I've read elsewhere that if a radical lives long enough he'll eventually be chastised for being insufficiently radical. I don't know if it's true, but I for one will find it hilarious in a decade or two when today's SJWs are having to apologise for deriding the idea of human-animal marriage or for opposing lettuce rights in the backwards years of 2019. Or will, anyway, if I haven't died in a re-education camp by then.


I consider myself a 90’s Clinton-era progressive, which means I’m pretty much dead to the 2019-era left. Just like Reagan-era conservatives are unrecognizable to “true conservatives” today. The camps are moving so extremely to each side it’s hard to identify with anyone politically anymore.


>Why continue to support stack exchange through this?

To exploit the new rules and demand everyone refer to you by your preferred pronoun of "God". If you're into that kind of thing.


"Master" would also work well. Or "Daddy" if you're into that kind of thing. Hmm, I'm starting to actually like this policy...


"Don't confine me within your normative definition of 'pronoun'!"
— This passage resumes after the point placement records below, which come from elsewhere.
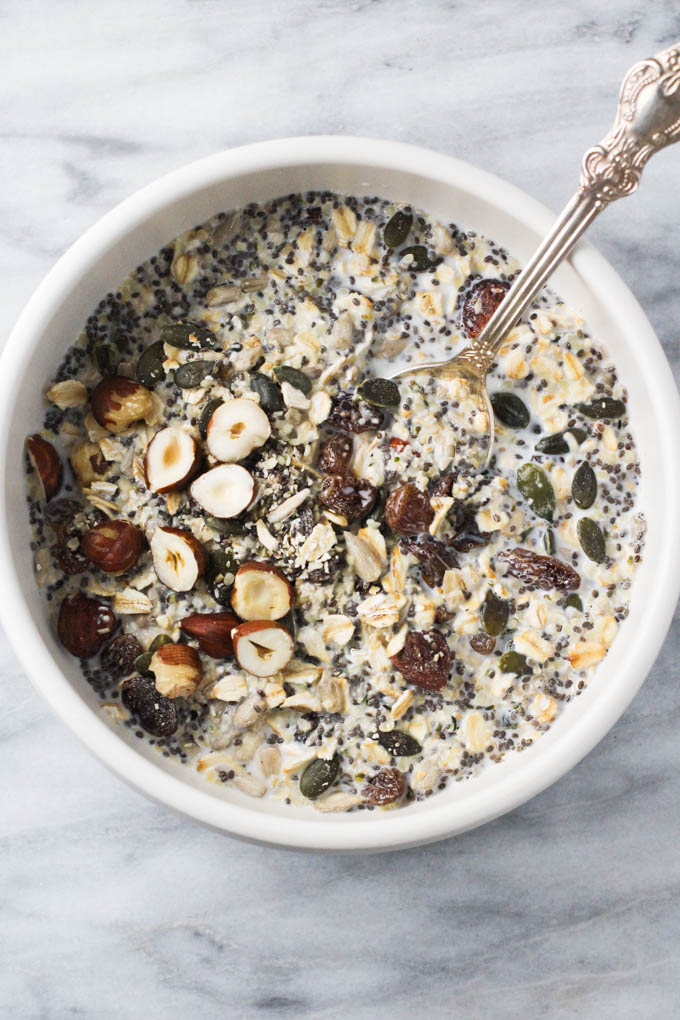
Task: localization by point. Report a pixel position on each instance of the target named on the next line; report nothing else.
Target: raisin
(425, 659)
(119, 655)
(480, 302)
(408, 511)
(351, 415)
(545, 572)
(434, 556)
(335, 454)
(351, 497)
(384, 787)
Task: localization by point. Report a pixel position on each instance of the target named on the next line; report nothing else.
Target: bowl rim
(394, 831)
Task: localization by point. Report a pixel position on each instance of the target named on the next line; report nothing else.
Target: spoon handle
(647, 119)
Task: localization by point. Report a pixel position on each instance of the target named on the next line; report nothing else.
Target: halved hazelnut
(45, 460)
(118, 402)
(177, 670)
(113, 546)
(178, 558)
(236, 428)
(261, 592)
(212, 631)
(262, 647)
(225, 491)
(171, 460)
(85, 624)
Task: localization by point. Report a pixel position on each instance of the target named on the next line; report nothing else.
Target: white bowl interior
(451, 191)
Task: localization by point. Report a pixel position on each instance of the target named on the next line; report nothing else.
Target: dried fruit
(156, 714)
(537, 490)
(47, 464)
(510, 410)
(113, 546)
(351, 415)
(348, 496)
(119, 656)
(399, 744)
(335, 454)
(408, 511)
(494, 613)
(171, 460)
(591, 539)
(384, 787)
(380, 393)
(584, 486)
(545, 572)
(425, 659)
(480, 302)
(435, 556)
(398, 228)
(261, 592)
(318, 776)
(85, 624)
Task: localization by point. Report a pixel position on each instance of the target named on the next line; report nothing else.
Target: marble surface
(113, 907)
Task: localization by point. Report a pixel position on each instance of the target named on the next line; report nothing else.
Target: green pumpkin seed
(284, 373)
(510, 410)
(591, 539)
(192, 374)
(269, 392)
(206, 415)
(494, 612)
(399, 744)
(398, 228)
(537, 490)
(513, 662)
(189, 336)
(584, 486)
(380, 393)
(318, 776)
(602, 408)
(150, 366)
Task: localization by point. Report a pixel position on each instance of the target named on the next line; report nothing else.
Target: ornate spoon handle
(647, 119)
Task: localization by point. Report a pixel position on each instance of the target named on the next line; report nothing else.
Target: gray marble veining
(112, 907)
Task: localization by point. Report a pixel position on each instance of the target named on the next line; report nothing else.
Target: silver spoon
(647, 119)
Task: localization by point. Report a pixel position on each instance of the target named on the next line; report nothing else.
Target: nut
(171, 460)
(261, 592)
(113, 546)
(176, 669)
(262, 647)
(212, 631)
(117, 402)
(45, 460)
(178, 558)
(85, 624)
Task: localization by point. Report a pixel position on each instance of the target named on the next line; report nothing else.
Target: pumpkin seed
(380, 393)
(192, 374)
(513, 662)
(285, 373)
(591, 539)
(318, 776)
(399, 744)
(188, 336)
(269, 392)
(510, 410)
(584, 486)
(398, 228)
(150, 365)
(206, 415)
(537, 490)
(602, 408)
(494, 612)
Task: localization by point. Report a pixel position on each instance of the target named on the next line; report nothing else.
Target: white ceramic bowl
(450, 190)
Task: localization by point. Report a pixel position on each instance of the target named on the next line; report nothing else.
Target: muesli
(271, 559)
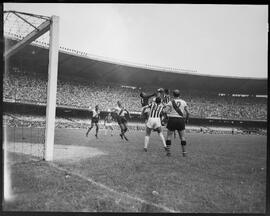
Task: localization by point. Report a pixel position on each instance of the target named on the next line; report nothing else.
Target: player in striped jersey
(175, 109)
(154, 122)
(108, 122)
(121, 119)
(166, 96)
(95, 119)
(144, 102)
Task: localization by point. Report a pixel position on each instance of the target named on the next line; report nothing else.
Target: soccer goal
(31, 47)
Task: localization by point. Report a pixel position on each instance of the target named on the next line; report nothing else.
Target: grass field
(222, 174)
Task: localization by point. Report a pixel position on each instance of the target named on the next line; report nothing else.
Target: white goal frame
(51, 25)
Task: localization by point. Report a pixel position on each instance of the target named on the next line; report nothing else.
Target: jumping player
(166, 97)
(121, 119)
(176, 121)
(95, 119)
(145, 98)
(144, 102)
(108, 123)
(154, 121)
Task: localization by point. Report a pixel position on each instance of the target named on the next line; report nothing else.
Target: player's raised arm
(127, 113)
(187, 113)
(144, 108)
(167, 107)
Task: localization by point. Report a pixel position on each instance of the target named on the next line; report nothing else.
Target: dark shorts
(175, 123)
(94, 120)
(121, 120)
(145, 116)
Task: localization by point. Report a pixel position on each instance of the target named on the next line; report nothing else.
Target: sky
(219, 40)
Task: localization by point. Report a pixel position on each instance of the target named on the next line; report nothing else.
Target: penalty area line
(121, 194)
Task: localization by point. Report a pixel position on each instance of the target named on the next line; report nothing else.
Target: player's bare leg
(124, 131)
(89, 129)
(183, 142)
(159, 130)
(146, 139)
(96, 135)
(169, 142)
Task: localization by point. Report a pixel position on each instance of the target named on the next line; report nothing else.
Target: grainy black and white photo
(149, 108)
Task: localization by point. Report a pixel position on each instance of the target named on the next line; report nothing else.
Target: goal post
(30, 80)
(52, 88)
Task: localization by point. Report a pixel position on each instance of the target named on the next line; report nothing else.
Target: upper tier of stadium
(74, 63)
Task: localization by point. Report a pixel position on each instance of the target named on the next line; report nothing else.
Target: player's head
(176, 93)
(160, 90)
(158, 100)
(142, 94)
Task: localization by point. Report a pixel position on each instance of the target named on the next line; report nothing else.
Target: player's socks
(121, 135)
(183, 144)
(168, 144)
(163, 140)
(125, 137)
(146, 141)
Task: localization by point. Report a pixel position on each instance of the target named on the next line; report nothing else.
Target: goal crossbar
(43, 28)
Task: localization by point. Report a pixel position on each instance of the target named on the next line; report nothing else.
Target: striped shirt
(108, 119)
(155, 110)
(95, 113)
(120, 111)
(181, 104)
(166, 99)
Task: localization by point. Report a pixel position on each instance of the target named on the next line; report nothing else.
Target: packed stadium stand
(23, 86)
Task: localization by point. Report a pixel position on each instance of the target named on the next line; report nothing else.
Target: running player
(121, 119)
(95, 119)
(166, 97)
(176, 121)
(108, 123)
(145, 98)
(154, 121)
(144, 102)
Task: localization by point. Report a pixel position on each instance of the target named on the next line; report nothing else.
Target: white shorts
(153, 123)
(108, 124)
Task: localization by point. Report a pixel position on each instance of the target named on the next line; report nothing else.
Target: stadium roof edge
(145, 66)
(153, 67)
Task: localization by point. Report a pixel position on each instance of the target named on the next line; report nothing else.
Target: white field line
(121, 194)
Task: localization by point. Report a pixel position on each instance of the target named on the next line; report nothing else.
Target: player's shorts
(153, 123)
(176, 123)
(108, 124)
(121, 120)
(94, 120)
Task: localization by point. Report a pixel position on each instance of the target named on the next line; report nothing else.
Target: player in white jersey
(108, 123)
(154, 121)
(95, 119)
(121, 119)
(176, 120)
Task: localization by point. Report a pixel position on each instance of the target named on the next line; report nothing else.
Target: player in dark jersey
(175, 109)
(121, 119)
(154, 121)
(95, 119)
(144, 102)
(166, 97)
(108, 123)
(145, 98)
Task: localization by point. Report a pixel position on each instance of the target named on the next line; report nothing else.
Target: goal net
(29, 84)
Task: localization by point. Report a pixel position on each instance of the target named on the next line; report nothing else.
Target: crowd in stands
(31, 87)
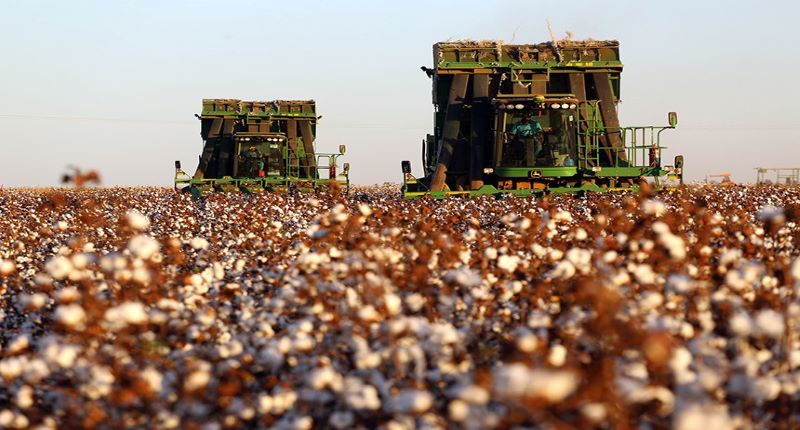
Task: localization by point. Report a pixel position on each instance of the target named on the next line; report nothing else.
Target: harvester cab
(251, 146)
(532, 119)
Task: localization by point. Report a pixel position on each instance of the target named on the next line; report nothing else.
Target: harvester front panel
(528, 119)
(252, 145)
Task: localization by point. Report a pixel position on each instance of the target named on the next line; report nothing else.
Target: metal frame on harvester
(251, 146)
(482, 90)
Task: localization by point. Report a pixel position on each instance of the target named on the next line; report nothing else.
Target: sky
(114, 86)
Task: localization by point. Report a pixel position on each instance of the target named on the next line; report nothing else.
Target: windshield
(539, 138)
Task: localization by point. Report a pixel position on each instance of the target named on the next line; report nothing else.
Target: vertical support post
(479, 133)
(577, 86)
(308, 146)
(452, 124)
(539, 83)
(291, 134)
(608, 111)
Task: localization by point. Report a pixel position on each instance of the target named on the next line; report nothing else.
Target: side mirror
(406, 166)
(673, 119)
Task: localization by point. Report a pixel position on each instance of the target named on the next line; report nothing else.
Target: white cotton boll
(322, 378)
(136, 220)
(644, 274)
(12, 367)
(264, 404)
(539, 319)
(72, 316)
(368, 313)
(393, 303)
(473, 394)
(508, 263)
(770, 323)
(129, 313)
(415, 302)
(526, 341)
(360, 396)
(516, 380)
(63, 356)
(458, 410)
(412, 402)
(197, 380)
(650, 300)
(702, 417)
(580, 258)
(341, 420)
(562, 270)
(59, 267)
(198, 243)
(594, 411)
(555, 255)
(562, 216)
(18, 344)
(80, 261)
(33, 301)
(7, 267)
(24, 397)
(141, 276)
(654, 207)
(365, 210)
(729, 256)
(740, 324)
(143, 246)
(680, 284)
(765, 389)
(680, 360)
(13, 420)
(674, 245)
(795, 269)
(771, 213)
(463, 276)
(557, 356)
(99, 384)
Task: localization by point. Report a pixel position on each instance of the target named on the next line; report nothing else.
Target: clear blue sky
(114, 85)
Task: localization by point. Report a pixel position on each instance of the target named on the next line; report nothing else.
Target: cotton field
(143, 308)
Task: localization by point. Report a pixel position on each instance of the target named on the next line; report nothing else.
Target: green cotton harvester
(261, 145)
(533, 119)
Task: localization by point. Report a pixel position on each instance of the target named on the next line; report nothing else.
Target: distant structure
(79, 179)
(781, 175)
(724, 179)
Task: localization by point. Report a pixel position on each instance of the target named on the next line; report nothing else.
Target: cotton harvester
(531, 119)
(260, 145)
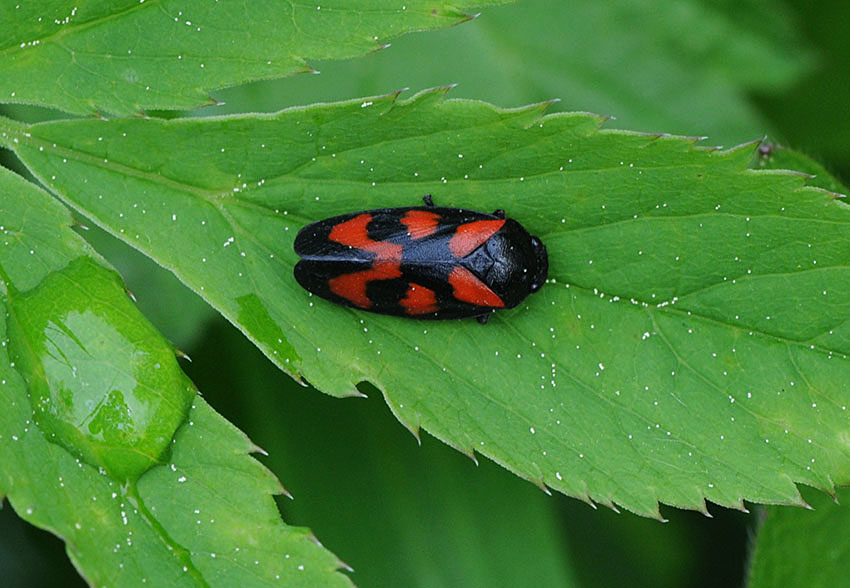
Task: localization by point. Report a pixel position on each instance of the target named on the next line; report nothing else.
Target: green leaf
(797, 547)
(406, 514)
(773, 156)
(141, 485)
(689, 68)
(691, 343)
(103, 382)
(128, 56)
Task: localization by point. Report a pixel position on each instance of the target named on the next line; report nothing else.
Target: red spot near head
(468, 288)
(419, 300)
(354, 233)
(420, 223)
(471, 236)
(352, 286)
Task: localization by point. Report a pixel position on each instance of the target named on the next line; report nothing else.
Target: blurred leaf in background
(689, 68)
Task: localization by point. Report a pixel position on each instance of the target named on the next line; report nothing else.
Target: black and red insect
(423, 262)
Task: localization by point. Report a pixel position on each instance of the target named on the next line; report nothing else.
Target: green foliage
(803, 547)
(659, 348)
(690, 346)
(127, 56)
(107, 396)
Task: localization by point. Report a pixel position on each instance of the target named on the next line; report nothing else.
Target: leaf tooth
(542, 485)
(470, 453)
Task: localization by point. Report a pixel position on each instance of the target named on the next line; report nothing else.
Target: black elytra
(423, 262)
SO has so much information already, I think it would be frustrating for people to have to walk away from it and start from scratch, and a huge loss to the community (or anyone who has ever googled "how to do X in lang Y"). However when your community is built on top of a VC-funded for-profit company this is always a risk you take. Maybe the only solution is starting over with a non-profit model.


> I think it would be frustrating for people to have to walk away from it and start from scratch

All the StackExchange Q&A content is covered by a Creative Commons Attribution-Share-Alike license (CC BY-SA). You can start your own website and use all the content. The only sense in which you'd be starting over is with building the community; the existing questions and answers are free to use.

https://meta.stackexchange.com/questions/333089/stack-exchan...


Didn't know that - thanks!


what do you mean by support? I google and sometimes use their content and that's it. There are other sources.


By support I mean, continue to moderate their website for them. Answer questions for them. Ask questions of them.

Continue to give them time and help them create the product they are going to sell to someone else and keep all the money for themselves.

And also support by voicing concerns. Showing them what their user base wants when they clearly don't care what their user base wants, only what they want in their wallet.


I ask questions there because I get good answers quickly. Sometimes I see questions in my field of expertise and I answer them. Which other site should I go to instead to have that?


This is the last straw for me. The ads were also out of control.

Real documentation is better anyway!


> Real documentation is better anyway!

If SO was the alternative to real documentation to you, you’re probably part of the reason why SO quality has declined so much and why moderation got heavy-handed over time, with collateral damage: lazy ass users asking RTFM / I-can-haz-code questions.

(Years ago I answered questions for a while on SO, accumulated a few thousand points, and participated in modding queues. I know how bad the bottom 30% or more of SO questions are.)


Even with the quality slipping from the early days I think it's quite remarkable how high the quality is when you consider the distribution of quality of questions that get posted. The low quality review queue on stack overflow is just brutal. Part of what makes it a good resource is that the worst of the questions just don't get seen by many people.